The CCP’s answer to this is to gradually but quickly move as many people off the land and into urban areas to address the grinding poverty in many areas of the countryside. This, however, creates all sorts of new problems by creating a migrant underclass so evident in todays cities (particlualry 2nd-tier cities).

I don’t know the answer but I do know that I certianly wouldn’t want to be doing Hu or Wen’s job. Tights or no.

July 28, 2005 @ 4:44 am | Comment

Inequality is not necessarily bad. It is a dirving force for growth. The commentator in this site has been overwhelmingly on the left except for Conrad.

The economic policy from the left is too much concerned about equality. It is not good for growth.

I am pro-CCP and a republican, and I really do not see too much conflict.

July 28, 2005 @ 5:55 am | Comment

Steve:

You say inequality is good for growth. I have two words for you. “Latin America”

Why recall this region? Only to point out that inequality is certainly NOT an engine of growth in and of itself. Sure there is inequality in all societies, and that inequality CAN be useful (for instance, migrant workers in the US do a lot of work that US citizens don’t want to do), but extreme inequality can only lead to problems.

My grandmother was of the few members of the wealthy class in Guatemala.
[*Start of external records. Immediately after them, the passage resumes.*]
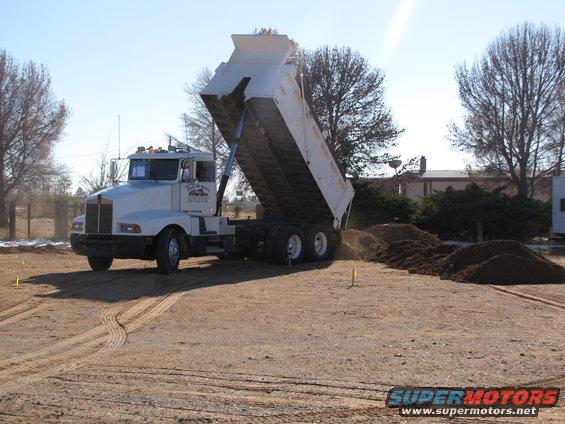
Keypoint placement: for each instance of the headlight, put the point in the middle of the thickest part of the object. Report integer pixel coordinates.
(78, 226)
(130, 228)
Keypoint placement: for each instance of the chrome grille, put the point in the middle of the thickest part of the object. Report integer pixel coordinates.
(98, 218)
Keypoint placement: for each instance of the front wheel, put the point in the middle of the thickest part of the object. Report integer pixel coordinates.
(100, 263)
(168, 252)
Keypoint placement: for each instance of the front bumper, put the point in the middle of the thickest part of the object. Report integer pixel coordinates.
(121, 247)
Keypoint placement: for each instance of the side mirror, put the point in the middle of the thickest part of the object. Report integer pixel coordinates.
(186, 171)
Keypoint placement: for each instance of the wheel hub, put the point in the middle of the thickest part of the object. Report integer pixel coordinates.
(294, 246)
(174, 251)
(320, 243)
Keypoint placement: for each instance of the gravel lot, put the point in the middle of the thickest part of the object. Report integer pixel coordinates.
(246, 341)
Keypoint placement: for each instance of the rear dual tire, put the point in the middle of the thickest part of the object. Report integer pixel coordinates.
(318, 242)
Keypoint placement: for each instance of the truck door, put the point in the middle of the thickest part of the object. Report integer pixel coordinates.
(198, 188)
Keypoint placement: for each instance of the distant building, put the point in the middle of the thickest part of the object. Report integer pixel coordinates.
(417, 185)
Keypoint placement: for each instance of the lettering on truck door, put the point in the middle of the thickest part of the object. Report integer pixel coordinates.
(198, 188)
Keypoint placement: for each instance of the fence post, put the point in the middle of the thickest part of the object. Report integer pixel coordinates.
(29, 221)
(61, 220)
(479, 231)
(57, 212)
(12, 217)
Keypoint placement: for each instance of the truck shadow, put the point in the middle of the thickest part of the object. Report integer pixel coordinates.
(130, 284)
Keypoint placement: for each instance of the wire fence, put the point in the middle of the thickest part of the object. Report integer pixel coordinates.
(49, 219)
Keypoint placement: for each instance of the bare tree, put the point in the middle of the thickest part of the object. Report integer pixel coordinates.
(511, 107)
(347, 96)
(200, 129)
(107, 173)
(31, 122)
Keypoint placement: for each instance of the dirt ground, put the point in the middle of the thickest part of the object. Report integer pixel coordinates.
(245, 341)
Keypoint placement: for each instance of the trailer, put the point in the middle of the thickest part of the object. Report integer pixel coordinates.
(170, 207)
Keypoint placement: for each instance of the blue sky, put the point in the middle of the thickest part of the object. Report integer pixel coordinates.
(132, 58)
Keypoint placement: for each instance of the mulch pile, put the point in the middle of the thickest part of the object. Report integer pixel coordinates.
(406, 247)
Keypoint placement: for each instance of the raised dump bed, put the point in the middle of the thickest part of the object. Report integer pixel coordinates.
(282, 151)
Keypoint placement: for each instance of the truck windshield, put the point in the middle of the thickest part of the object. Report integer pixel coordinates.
(153, 169)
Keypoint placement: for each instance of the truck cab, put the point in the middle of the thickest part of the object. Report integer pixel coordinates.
(168, 195)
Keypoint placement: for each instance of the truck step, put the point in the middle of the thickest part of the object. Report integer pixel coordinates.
(212, 250)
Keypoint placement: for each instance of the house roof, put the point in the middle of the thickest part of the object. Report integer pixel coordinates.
(445, 173)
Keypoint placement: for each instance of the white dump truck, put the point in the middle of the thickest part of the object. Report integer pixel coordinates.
(170, 207)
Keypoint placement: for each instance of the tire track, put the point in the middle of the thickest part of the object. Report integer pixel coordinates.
(32, 305)
(529, 296)
(95, 338)
(25, 308)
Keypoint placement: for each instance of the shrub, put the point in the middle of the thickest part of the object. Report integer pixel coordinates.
(455, 214)
(372, 206)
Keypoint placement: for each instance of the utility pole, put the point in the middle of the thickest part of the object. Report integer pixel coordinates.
(119, 139)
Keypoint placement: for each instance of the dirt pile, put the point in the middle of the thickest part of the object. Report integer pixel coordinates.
(390, 233)
(493, 262)
(360, 245)
(407, 247)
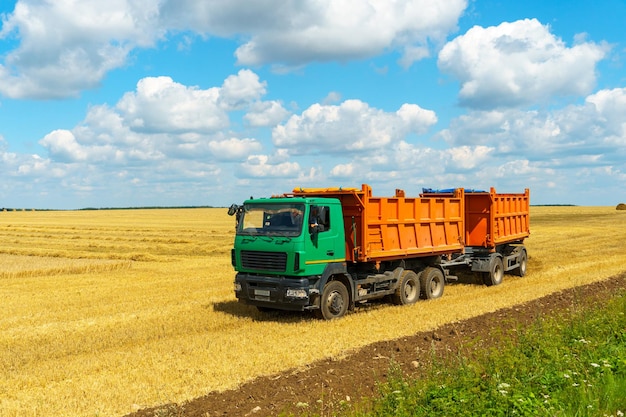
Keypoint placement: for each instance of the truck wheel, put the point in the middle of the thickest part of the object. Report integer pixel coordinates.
(496, 272)
(431, 283)
(522, 260)
(409, 289)
(334, 301)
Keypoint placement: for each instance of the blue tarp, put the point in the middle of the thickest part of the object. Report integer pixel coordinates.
(449, 191)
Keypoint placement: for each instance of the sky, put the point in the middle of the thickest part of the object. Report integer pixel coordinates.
(135, 103)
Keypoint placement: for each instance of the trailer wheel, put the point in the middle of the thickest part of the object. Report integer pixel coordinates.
(431, 283)
(522, 260)
(334, 301)
(496, 272)
(409, 289)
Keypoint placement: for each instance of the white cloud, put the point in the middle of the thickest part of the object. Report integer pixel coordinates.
(267, 113)
(241, 89)
(66, 46)
(560, 136)
(350, 126)
(518, 63)
(160, 135)
(234, 149)
(161, 105)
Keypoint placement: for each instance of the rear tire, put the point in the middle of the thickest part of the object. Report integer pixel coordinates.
(408, 291)
(496, 272)
(334, 301)
(431, 283)
(522, 260)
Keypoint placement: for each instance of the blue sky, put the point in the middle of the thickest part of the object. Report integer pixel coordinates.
(193, 102)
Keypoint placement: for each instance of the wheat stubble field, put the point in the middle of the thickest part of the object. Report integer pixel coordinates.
(107, 312)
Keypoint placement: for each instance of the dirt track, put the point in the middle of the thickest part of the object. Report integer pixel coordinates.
(355, 376)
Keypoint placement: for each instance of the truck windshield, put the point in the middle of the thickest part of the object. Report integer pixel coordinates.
(271, 219)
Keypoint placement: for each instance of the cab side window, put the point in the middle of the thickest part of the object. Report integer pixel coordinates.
(320, 215)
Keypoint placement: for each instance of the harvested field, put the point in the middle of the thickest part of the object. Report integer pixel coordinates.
(110, 312)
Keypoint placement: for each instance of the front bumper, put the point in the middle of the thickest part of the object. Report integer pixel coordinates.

Let me assure you that in a society with wide gulfs between the rich and poor, just by having money, you can produce a lot of animosity among those who have none…even if you don’t flaunt it.

July 28, 2005 @ 9:27 am | Comment

The problem with Latin america is not inequality, but the immobility between classes.

The so-called democracy in Latin america institutionized the inequality. The same with Phillipine. The so-called democary favor mid-class and trap the poor people.

As long as there is mobility between classes, people will tolerate the misery as long as they believe their kids will have a good life with better education.

That partly explain why CCP can hold to its power. Despite so much suffering, Chinese mid-aged people pour all their resources in children education. As long as their kids have a better life, most people will accept the legitimacy of CCP and move on.

July 28, 2005 @ 10:32 am | Comment

The current soaring cost for education will post the biggest threat to China system.

Currently annual national exam will allow kids from all family background to compete on a fairly leveling field. As long as you are smart and working hard, you will have a shot to college educaiton and a good life.

Education ladder works similarly in US despite its high income inequality.